La Corte di Giustizia Tributaria di primo grado di Messina ha emesso una sentenza di grande rilevanza in tema di credito d’imposta per il Mezzogiorno, accogliendo il ricorso di una società operante nel settore assistenziale per anziani e disabili. La decisione, la n. 4617/2024 depositata il 13 settembre 2024, ha annullato un avviso di accertamento dell’Agenzia delle Entrate riguardante il recupero di un credito d’imposta risalente al 2021.
La questione centrale ruotava attorno alla corretta interpretazione della categoria di beni ammissibili al credito d’imposta per il Mezzogiorno. In particolare, l’Agenzia delle Entrate aveva escluso beni come comodini con alzatine, armadi-degenza e tavoli con gambe in acciaio, ritenendoli semplici arredi non ammissibili all’agevolazione. Tuttavia, la Corte ha stabilito che tali beni non possono essere considerati arredi, ma attrezzature essenziali per l’attività della società, e come tali devono essere inclusi nel credito d’imposta.
Nel motivare la decisione, la Cgt di Messina ha evidenziato che la società ricorrente ha «correttamente ritenuto che gli investimenti esclusi dall’Ufficio, oltre ad essere tipici cespiti per questa attività, sono beni fondamentali per lo svolgimento dell’attività d’impresa, per cui hanno un ruolo centrale e forniscono utilità alla funzione principale di produzione del reddito d’impresa». In quanto necessari per la degenza dei pazienti, tali beni «non possono essere classificati nella categoria “altri beni”, ma devono rientrare nelle attrezzature varie».
Salvatore Lo Bue, difensore della società ricorrente e Ceo di Ransomtax, ha commentato: «Questa sentenza rappresenta un importante traguardo nella corretta applicazione del credito d’imposta per il Mezzogiorno, rispetto allo storico orientamento di carattere opposto assunto dall’amministrazione finanziaria.
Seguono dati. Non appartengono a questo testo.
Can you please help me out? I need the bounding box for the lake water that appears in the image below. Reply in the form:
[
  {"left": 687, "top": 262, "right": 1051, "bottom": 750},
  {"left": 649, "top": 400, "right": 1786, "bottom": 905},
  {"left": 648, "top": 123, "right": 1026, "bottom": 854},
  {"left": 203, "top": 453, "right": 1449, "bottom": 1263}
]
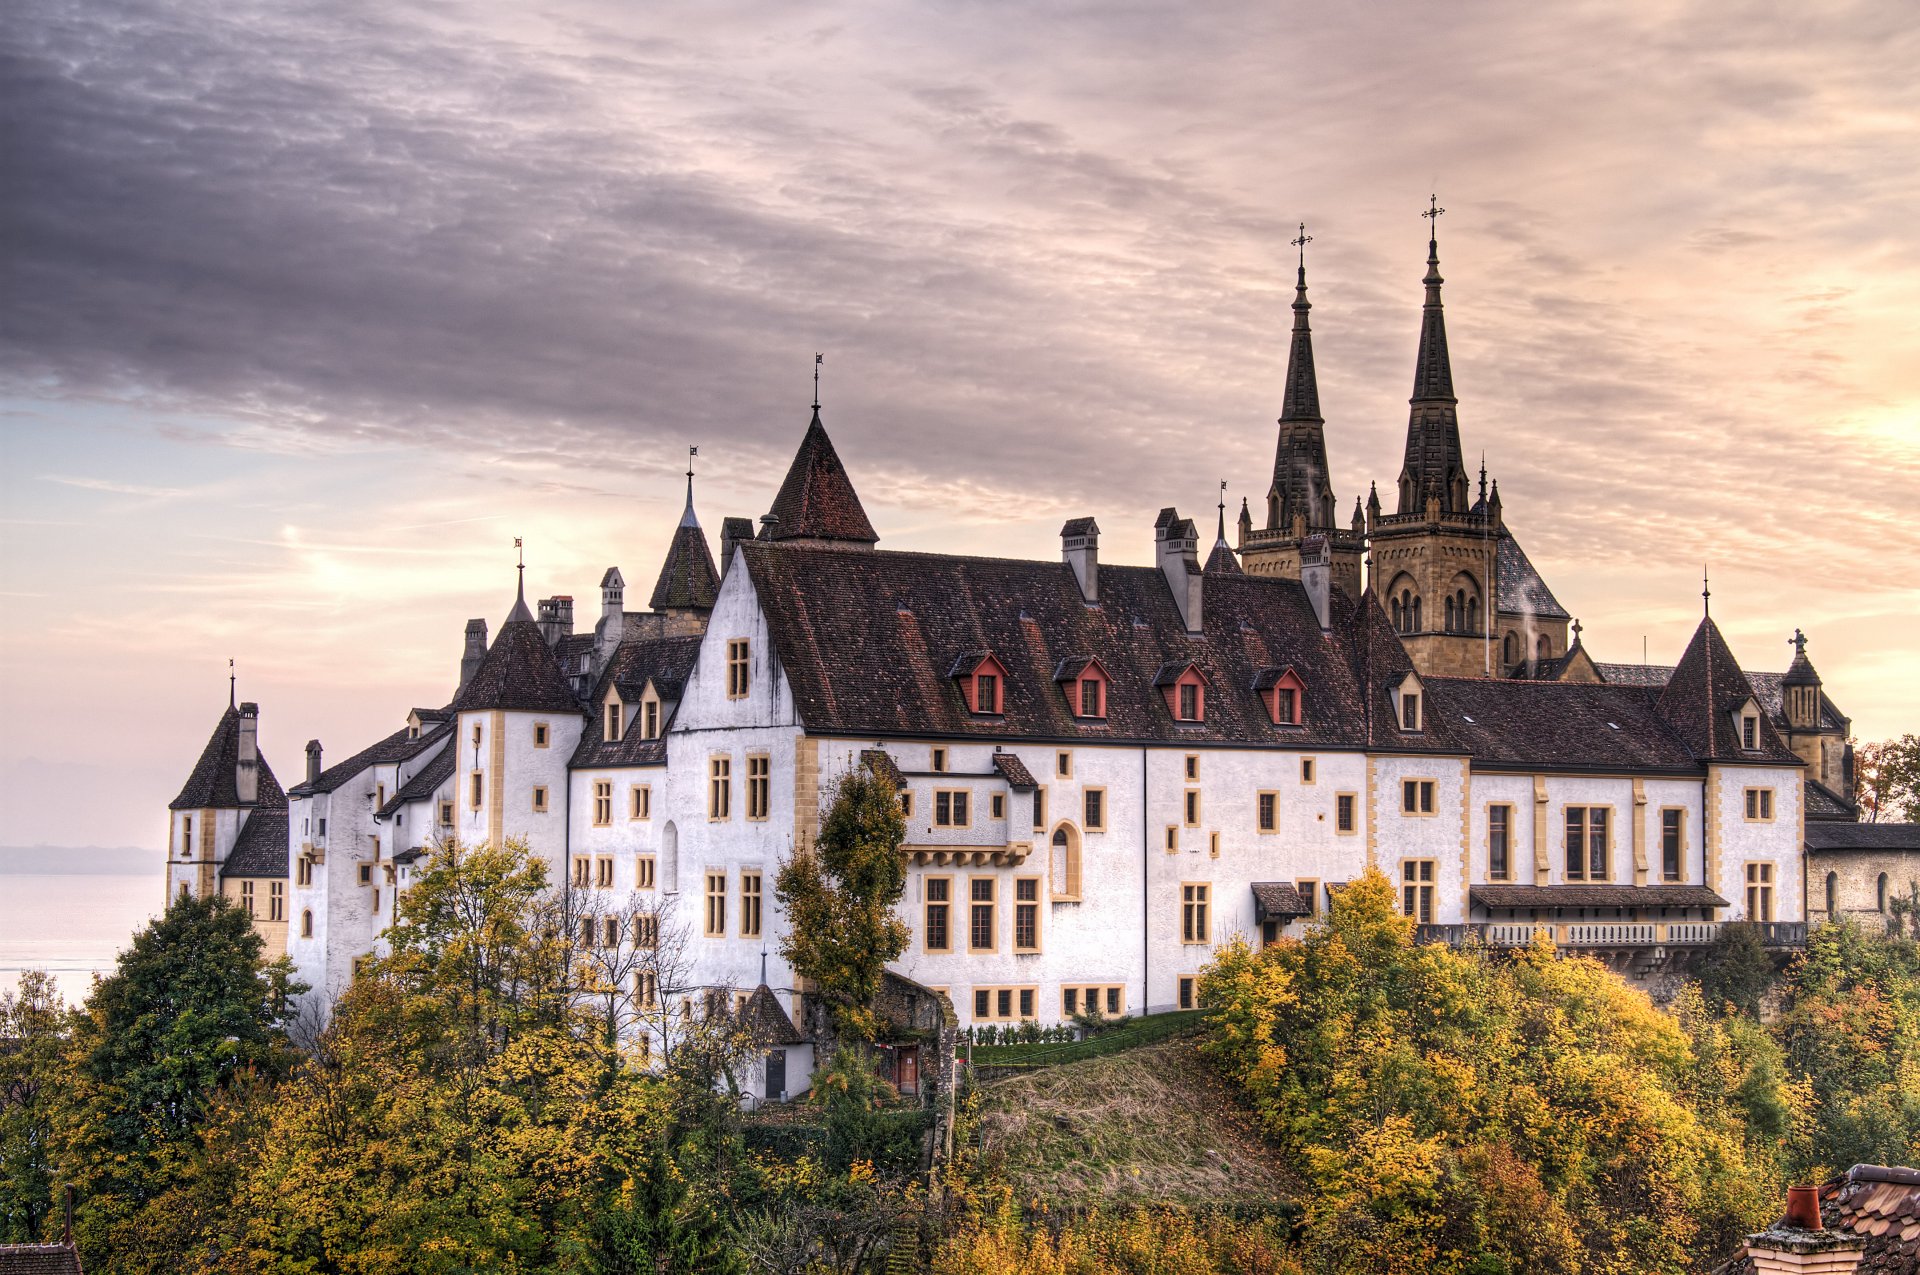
[{"left": 0, "top": 871, "right": 167, "bottom": 1004}]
La decisione della Corte sottolinea l’importanza di un’interpretazione chiara e coerente delle norme, ponendo la giusta enfasi sulla tipologia di “utilità” che i beni strumentali possono fornire all’unità produttiva, riconoscendone quindi, nel caso specifico, l’essenzialità per lo svolgimento dell’attività in favore di anziani e disabili».
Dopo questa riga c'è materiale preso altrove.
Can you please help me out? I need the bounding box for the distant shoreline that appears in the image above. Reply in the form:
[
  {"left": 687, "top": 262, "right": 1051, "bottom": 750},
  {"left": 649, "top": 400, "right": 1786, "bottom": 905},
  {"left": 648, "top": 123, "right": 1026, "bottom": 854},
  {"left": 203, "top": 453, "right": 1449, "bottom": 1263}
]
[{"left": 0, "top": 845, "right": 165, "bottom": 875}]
Lo Bue ha poi aggiunto: «Tali investimenti erano stati erroneamente esclusi dall’Agenzia delle Entrate in quanto qualificabili nella categoria “altri beni” del bilancio civilistico, secondo un’interpretazione ancorata al dettato normativo di una analoga misura agevolativa. È una vittoria non solo per la società che abbiamo difeso, ma per tutte le imprese i cui investimenti, seppur di carattere strumentale, non vengono considerati contabilmente imputabili alla voce “impianti, attrezzature e macchinari”, bensì alla voce “altri beni” e quindi non ammissibili al credito d’imposta. Un principio su cui abbiamo sempre creduto – ha concluso – tutelando i diritti delle aziende per garantire che le opportunità di finanza agevolata siano accessibili a chi ne abbia diritto».
La sentenza della Corte di Giustizia Tributaria di Messina potrebbe avere un impatto rilevante sulle future controversie riguardanti il credito d’imposta per il Mezzogiorno, offrendo un importante precedente a favore delle tante imprese del Sud Italia che operano in settori come quello socio-assistenziale o alberghiero. Molte di queste aziende hanno già ricevuto, o potrebbero ricevere in futuro, contestazioni simili a quelle affrontate in questo caso.